On December 1st, Betsy Warland, a Vancouver-based writer and the director of The Writer’s Studio at Simon Fraser University, will read from her most recent work, a book of poetry titled “Only This Blue” at the  Martin Batchelor Gallery 5:30 pm to 7 pm.

 

“Only This Blue” is a long poem that explores coping with a life-threatening experience through the guidance of colour. Warland experiments with usage of words and poetic structure, such as line breaks and white space to create depth and meaning. The narrator of the long poem struggles with the effects of an illness, and learns a new and uneven landscape through the use of words and colour. There are four dominant colours in the poem: green, red, yellow and, finally, blue. Warland uses colour to identify a language for her experience.

 

The concept of the long poem was not something Warland had initially designed. The colours came as she was going through treatment. She had been writing non-fiction for four years and facing a life-threatening experience brought her back to poetry, as she said she had a need to write “closer to home”. The book was originally meant to be written in four suites of colours, and then gradually became one long, united poem. Her inspiration of colour stems from the colours of nature. Blue is the colour of the sky, and “the sky is unknowable and yet it holds great comfort and wisdom”. Colour “became a major guide for me.”

 

“I don’t have a negative association with any colour, as they represent the natural world for me. When going through a life-threatening experience, it is important to find a companion or relationship. As a child, a great companion to me was nature. When we are going through a crisis it can provoke fear in other people but nature is never afraid of you,” said Warland. “Now I live in an urban environment, but I value the natural world still thriving amidst the concrete.

 

There is a significant absence of blue throughout the poem, until the end of the book, when blue appears as a symbol of knowledge and calm; a realization and acceptance of the illness and knowing there is nothing we are able to control.

 

“There is a tendency when facing a big unknown to seek structure and answers.
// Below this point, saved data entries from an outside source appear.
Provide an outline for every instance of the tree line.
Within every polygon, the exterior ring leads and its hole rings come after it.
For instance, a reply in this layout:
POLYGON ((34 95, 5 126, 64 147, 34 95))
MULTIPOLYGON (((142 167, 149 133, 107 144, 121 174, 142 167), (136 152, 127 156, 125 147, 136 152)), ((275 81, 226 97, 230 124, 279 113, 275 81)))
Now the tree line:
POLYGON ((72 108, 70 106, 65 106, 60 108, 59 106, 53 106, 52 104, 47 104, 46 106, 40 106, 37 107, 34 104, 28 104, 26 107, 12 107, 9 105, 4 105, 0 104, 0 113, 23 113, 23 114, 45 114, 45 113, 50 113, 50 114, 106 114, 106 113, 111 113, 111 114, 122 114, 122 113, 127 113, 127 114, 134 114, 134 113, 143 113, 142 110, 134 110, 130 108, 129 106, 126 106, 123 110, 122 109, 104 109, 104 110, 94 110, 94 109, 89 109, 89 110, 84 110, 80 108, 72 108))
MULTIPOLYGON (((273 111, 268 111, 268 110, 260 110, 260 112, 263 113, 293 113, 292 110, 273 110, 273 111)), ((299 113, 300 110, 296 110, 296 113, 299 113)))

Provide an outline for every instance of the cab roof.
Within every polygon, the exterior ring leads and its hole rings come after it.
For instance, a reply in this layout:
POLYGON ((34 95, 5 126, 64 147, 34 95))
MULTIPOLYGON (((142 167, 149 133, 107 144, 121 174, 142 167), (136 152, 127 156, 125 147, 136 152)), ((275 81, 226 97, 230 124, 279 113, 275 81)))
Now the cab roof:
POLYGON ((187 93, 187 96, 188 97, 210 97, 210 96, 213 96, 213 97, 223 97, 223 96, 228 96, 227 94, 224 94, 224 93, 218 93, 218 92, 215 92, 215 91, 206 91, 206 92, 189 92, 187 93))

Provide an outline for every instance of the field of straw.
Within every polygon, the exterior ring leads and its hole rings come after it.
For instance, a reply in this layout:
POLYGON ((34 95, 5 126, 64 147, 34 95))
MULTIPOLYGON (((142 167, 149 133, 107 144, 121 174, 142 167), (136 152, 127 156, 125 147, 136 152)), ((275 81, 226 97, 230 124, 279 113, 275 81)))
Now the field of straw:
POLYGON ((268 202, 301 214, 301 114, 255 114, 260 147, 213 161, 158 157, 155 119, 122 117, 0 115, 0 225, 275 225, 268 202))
Once you go through something like that, you realize that you don’t know what will happen. This is our human condition – our awareness of uncertainty– and learning to embrace that is freeing; is a relief! For me, blue bridges everything, as it holds all colours.”

 

Warland has published nine books, which includes – What holds us Here (1998) and serpent (w)rite (1987) – a memoir, Bloodroot: Tracing the Untelling of Motherloss (2000), and essays, Proper Deafinitions (1990).